Manifesto anti-heróico

Nenhum levantador de peso é heróico ou mais forte porque suporta dor em seu treino: nosso limiar de dor é (fisiologicamente) muito mais alto e, desde que a dor não nos tire da competição, ela é irrelevante.

Ninguém é heróico ou abnegado porque desenvolveu um novo modelo para estatística de pequenos “n”s em sua livre-docência: se foi bom mesmo, se acrescentou algo muito útil, foi uma combinação de tesão e sorte .

Ninguém é heróico ou genial porque defendeu sua tese aos 25 anos: foi falta de obstáculo, tesão e campo certo na hora certa.

Ninguém é heróico ou tem excepcional força interior porque enfrentou uma doença letal de uma maneira inovadora: ao contrário dos milhares que não o fizeram, as circunstâncias deram a ele a chance de não ser esmagado pelo mainstream médico e farmacêutico.

Ninguém é heróico porque fez uma dieta rigorosa, desagradável e chata com a finalidade de produzir em seu corpo modificações estéticas: simplesmente prova que queria vencer um campeonato ou que valoriza extremamente a forma.

Hardcore é um termo bobo para descrever um treinamento que, por definição do conceito de treinamento, é adequado ao nível de adaptação dele.

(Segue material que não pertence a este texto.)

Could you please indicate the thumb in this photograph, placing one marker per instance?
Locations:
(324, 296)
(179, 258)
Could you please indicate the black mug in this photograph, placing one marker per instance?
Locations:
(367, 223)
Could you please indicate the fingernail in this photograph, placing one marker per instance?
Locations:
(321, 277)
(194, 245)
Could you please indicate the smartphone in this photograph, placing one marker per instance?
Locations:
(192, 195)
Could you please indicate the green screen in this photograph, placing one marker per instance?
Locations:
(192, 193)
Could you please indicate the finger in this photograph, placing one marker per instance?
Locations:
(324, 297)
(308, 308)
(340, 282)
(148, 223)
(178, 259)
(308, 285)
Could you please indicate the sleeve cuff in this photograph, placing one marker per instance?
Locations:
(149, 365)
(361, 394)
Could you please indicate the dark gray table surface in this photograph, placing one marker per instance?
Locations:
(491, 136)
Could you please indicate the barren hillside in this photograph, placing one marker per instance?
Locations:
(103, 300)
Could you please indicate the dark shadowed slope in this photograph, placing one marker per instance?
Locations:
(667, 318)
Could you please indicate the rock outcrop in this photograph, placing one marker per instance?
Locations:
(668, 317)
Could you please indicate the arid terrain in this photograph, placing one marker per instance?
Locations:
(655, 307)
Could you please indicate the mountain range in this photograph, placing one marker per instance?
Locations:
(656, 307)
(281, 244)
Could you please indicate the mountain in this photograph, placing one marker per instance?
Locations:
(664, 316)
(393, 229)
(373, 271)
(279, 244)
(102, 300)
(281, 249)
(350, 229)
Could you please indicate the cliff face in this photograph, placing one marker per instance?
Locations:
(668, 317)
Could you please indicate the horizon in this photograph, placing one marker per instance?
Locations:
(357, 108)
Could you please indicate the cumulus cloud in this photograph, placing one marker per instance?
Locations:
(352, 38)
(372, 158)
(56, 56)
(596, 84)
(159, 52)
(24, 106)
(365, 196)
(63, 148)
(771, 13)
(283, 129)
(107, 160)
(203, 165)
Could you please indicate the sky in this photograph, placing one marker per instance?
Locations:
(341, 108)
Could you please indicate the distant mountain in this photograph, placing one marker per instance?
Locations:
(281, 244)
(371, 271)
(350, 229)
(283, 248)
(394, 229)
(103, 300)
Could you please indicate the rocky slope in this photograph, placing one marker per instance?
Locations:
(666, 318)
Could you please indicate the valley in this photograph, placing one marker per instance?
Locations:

No pain, no gain é uma expressão sem fundamento, ilógica e empiricamente vazia: não existe nenhuma relação causal entre dor e resultados em performance.

Para um atleta, ignorar dor e desconforto só prova que sua motivação e recompensa emocional (felicidade, prazer, transcendência) obtida do esporte é tão grande que a dor se torna irrelevante. Isso não faz dele alguém melhor. Ele simplesmente foi bem sucedido em encontrar um caminho que o faz feliz.

Se a lesão estragar alguma ambição muito séria (um grande campeonato), ele chorará como uma menininha ou então destruirá mesas e cadeiras (com sorte). São as fases estudadas da reação emocional à lesão. Pura psicologia esportiva.

Pobre da sociedade que precisa de heróis para valorizar quem faz as coisas bem feitas. Pobre da sociedade que precisa associar realizações e excelência a sacrifício e sofrimento, vítima da mais superficial versão do moralismo judaico-cristão.

Pobre de vocês todos que se chocarão em entender que fazemos o que fazemos não por nenhum estoicismo ou altruísmo, e sim porque nos dá sentido, constrói nossas identidades, nos dá prazer, alegria ou simplesmente nos diverte.

Existe altruísmo verdadeiro e até mesmo em alguns de nós, que vocês consideram heróis. Mas não está em nada disso aí. Está em coisas invisíveis. Generosidade e altruísmo são invisíveis – não são heróicos.